Byron York said:I just got off the phone with a retired military man, with more than 25 years experience, who has worked with Gen. Stanley McChrystal in the Pentagon. His reaction to McChrystal’s performance in the new Rolling Stone profile? No surprise at all.
“Those of us who knew him would unanimously tell you that this was just a matter of time,” the man says. “He talks this way all the time. I’m surprised it took this long for it to rear its ugly head."
When Mac Arther and Patton came out publically against the civilian leadership while in command they were fired, and rightfully so. Such things are saved for memoirs or congressional runs, NOT while you are in command of forces. The man should be fired and fired immediately, for this type of stupidity and the stupidity he fostered under his aides.
But... there is a problem.
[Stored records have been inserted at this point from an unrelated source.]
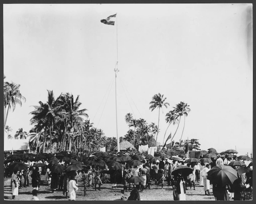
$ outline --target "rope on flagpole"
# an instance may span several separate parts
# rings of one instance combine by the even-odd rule
[[[118,38],[117,37],[117,13],[116,14],[116,63],[118,62]]]

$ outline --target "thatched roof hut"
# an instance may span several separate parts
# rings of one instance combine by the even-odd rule
[[[120,150],[136,150],[134,146],[130,142],[126,140],[123,140],[119,144]],[[116,147],[116,150],[117,149],[117,147]]]

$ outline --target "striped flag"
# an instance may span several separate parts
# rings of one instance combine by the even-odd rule
[[[107,25],[114,26],[115,25],[115,20],[116,16],[116,14],[112,16],[109,16],[105,19],[100,20],[100,22]]]

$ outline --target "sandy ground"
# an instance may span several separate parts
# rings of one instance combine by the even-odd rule
[[[50,189],[50,186],[47,184],[47,182],[44,180],[44,175],[41,176],[43,183],[39,189],[40,193],[38,198],[40,200],[67,200],[68,199],[63,195],[61,190],[57,191],[53,193]],[[30,200],[32,195],[31,192],[33,188],[31,186],[31,178],[30,178],[30,186],[26,188],[22,187],[19,189],[19,195],[15,197],[16,200]],[[12,194],[10,187],[10,178],[4,181],[4,198],[5,200],[10,200],[12,199]],[[22,183],[24,183],[24,179],[22,180]],[[87,188],[87,195],[83,196],[83,187],[82,181],[78,180],[78,182],[79,190],[76,192],[77,200],[120,200],[121,195],[121,191],[123,189],[123,186],[121,184],[118,184],[116,189],[112,189],[111,184],[105,183],[101,186],[101,190],[97,189],[96,191],[91,187]],[[151,189],[146,189],[143,192],[140,192],[141,200],[173,200],[172,188],[171,186],[168,186],[167,182],[165,182],[163,189],[161,188],[156,189],[156,186],[153,185],[151,186]],[[190,187],[189,189],[190,189]],[[204,195],[203,187],[198,186],[198,183],[196,182],[195,190],[192,189],[187,191],[186,199],[187,200],[215,200],[214,196],[212,195],[211,188],[210,190],[211,195]],[[131,191],[125,193],[125,195],[128,197]]]

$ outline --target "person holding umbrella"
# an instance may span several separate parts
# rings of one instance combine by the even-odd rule
[[[15,196],[19,195],[19,184],[17,176],[18,171],[14,171],[12,175],[12,199],[15,199]]]
[[[69,182],[69,188],[68,192],[69,197],[68,200],[75,200],[75,191],[78,190],[77,184],[75,180],[75,175],[72,175],[70,176],[70,179]]]
[[[210,181],[207,179],[207,172],[210,170],[210,165],[207,164],[206,165],[205,168],[201,171],[201,175],[203,177],[203,187],[205,192],[205,195],[207,195],[206,192],[208,193],[208,195],[210,195]]]
[[[173,185],[174,200],[186,200],[185,183],[182,173],[179,173],[174,177]]]
[[[39,169],[38,167],[33,167],[32,171],[32,187],[33,189],[36,189],[39,192],[39,187],[40,187],[40,174]]]

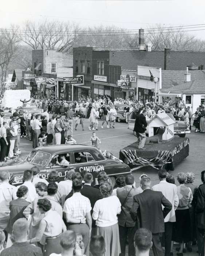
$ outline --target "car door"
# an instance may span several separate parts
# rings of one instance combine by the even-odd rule
[[[58,162],[60,162],[60,155],[62,155],[66,156],[66,160],[70,163],[69,165],[59,165],[57,163]],[[69,152],[56,154],[54,155],[46,167],[47,178],[51,172],[52,171],[56,171],[58,173],[60,177],[59,181],[66,180],[68,171],[75,170],[75,165],[71,155]]]

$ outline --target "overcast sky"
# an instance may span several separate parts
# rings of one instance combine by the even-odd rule
[[[130,29],[146,28],[156,23],[167,26],[205,23],[204,0],[2,1],[1,28],[8,27],[11,23],[21,25],[26,20],[38,21],[46,18],[75,22],[83,27],[114,25]],[[196,29],[205,30],[204,26]],[[205,30],[187,33],[205,40]]]

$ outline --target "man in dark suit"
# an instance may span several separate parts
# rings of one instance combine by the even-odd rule
[[[134,196],[130,215],[140,227],[150,230],[152,234],[152,249],[155,256],[163,256],[160,242],[160,233],[165,231],[164,218],[171,210],[172,205],[159,191],[151,190],[151,180],[142,178],[140,186],[143,192]],[[162,204],[164,207],[162,210]]]
[[[134,134],[137,137],[139,149],[145,149],[144,146],[146,141],[145,131],[147,126],[145,116],[147,114],[146,110],[143,110],[142,114],[137,116],[134,129]]]
[[[204,255],[205,234],[205,171],[201,173],[203,184],[200,185],[194,197],[197,196],[195,210],[197,219],[197,236],[199,255]]]

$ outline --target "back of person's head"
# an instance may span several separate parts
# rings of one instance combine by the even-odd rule
[[[186,173],[183,172],[179,173],[178,173],[177,178],[180,184],[184,184],[187,180]]]
[[[51,182],[48,184],[47,192],[49,196],[54,196],[57,193],[58,185],[55,182]]]
[[[63,250],[73,249],[76,242],[76,235],[72,230],[67,230],[61,234],[60,244]]]
[[[13,234],[14,238],[26,237],[28,229],[28,224],[25,218],[19,219],[14,222],[13,225]]]
[[[23,180],[24,181],[31,181],[33,177],[33,171],[32,170],[25,170],[24,172]]]
[[[0,231],[0,248],[2,248],[5,239],[4,232],[3,230]]]
[[[205,171],[202,171],[202,172],[201,173],[201,181],[203,183],[205,181],[205,177],[204,177],[205,176]]]
[[[144,177],[141,179],[140,184],[144,187],[150,188],[151,186],[151,179],[149,177]]]
[[[172,174],[168,174],[166,178],[166,181],[169,183],[175,184],[175,180],[174,177]]]
[[[72,189],[74,192],[79,192],[82,188],[82,181],[74,179],[72,181]]]
[[[158,171],[158,176],[159,179],[165,179],[167,176],[167,172],[164,169],[161,169]]]
[[[32,167],[31,170],[33,171],[33,175],[36,175],[39,173],[40,171],[40,170],[38,167],[38,166],[36,166]]]
[[[28,189],[26,186],[20,186],[16,192],[16,196],[19,198],[24,196],[28,191]]]
[[[84,176],[84,181],[86,183],[91,183],[93,180],[93,176],[91,173],[88,173]]]
[[[67,177],[68,180],[72,180],[72,178],[74,173],[75,173],[75,172],[73,170],[70,170],[67,173]]]
[[[125,184],[126,185],[133,185],[134,182],[134,178],[133,175],[130,174],[125,177]]]
[[[152,235],[150,230],[145,228],[138,229],[134,237],[134,246],[139,252],[146,252],[152,246]]]
[[[48,181],[51,182],[56,182],[59,180],[59,176],[56,171],[52,171],[48,176]]]
[[[103,256],[105,252],[105,242],[102,236],[94,236],[90,242],[90,251],[92,256]]]
[[[47,185],[44,182],[38,182],[36,184],[35,187],[38,188],[41,191],[46,192],[47,191]]]
[[[0,180],[2,181],[8,180],[10,177],[9,173],[8,171],[1,171],[0,172]]]
[[[74,180],[75,179],[77,179],[79,180],[81,180],[82,181],[83,180],[83,178],[81,176],[81,174],[80,173],[78,173],[77,172],[75,172],[72,174],[72,180]]]

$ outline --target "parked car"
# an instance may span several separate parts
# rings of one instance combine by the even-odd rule
[[[18,107],[17,109],[22,110],[31,110],[31,109],[34,110],[35,109],[38,109],[38,107],[36,104],[35,103],[27,102],[27,103],[24,103],[23,106]]]
[[[68,166],[58,164],[62,155],[70,162]],[[38,166],[40,169],[40,177],[47,179],[49,173],[55,170],[58,173],[60,181],[66,180],[67,173],[71,170],[80,173],[90,172],[93,175],[94,180],[101,171],[105,171],[111,177],[130,174],[129,166],[114,157],[114,159],[107,159],[97,148],[84,145],[46,146],[35,148],[24,160],[19,159],[9,163],[9,165],[0,167],[0,171],[6,170],[13,173],[14,176],[13,184],[15,185],[22,183],[24,171],[33,166]]]
[[[121,121],[125,121],[125,113],[124,112],[124,108],[126,106],[126,105],[124,104],[115,105],[115,108],[117,112],[117,115],[116,120],[117,122],[119,123]],[[131,106],[129,105],[129,107],[131,108]]]
[[[128,128],[129,129],[133,131],[134,127],[135,119],[133,117],[134,114],[134,112],[132,112],[129,116],[128,119]],[[174,124],[174,135],[177,135],[181,138],[184,138],[186,136],[186,133],[190,133],[191,131],[190,129],[190,123],[189,122],[186,121],[177,121],[176,120],[172,114],[167,114],[172,119],[175,121],[175,123]],[[145,133],[148,133],[148,125],[149,124],[155,115],[151,116],[150,119],[146,117],[146,120],[147,123],[147,129],[145,131]]]

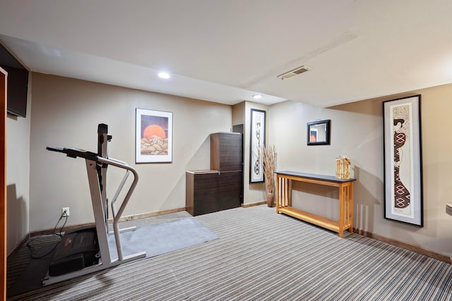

With Obama's set timeline for Afghanistan, firing McChrystal would have to cause Obama to scrap the timeline all together, worse yet the only clear replacement would be covincing David Petraeus to return to field command because of his understanding of COIN.
In turn we cannot just leave the war, after the Time Square Bombing we cannot allow for the Taliban to grow stronger and stronger when they have shown they are willing to strike out at us. And the discovery of large mineral deposits in Afghanistan could finally turn their economy off of drugs. The only problem is that we have a man in charge who should not be.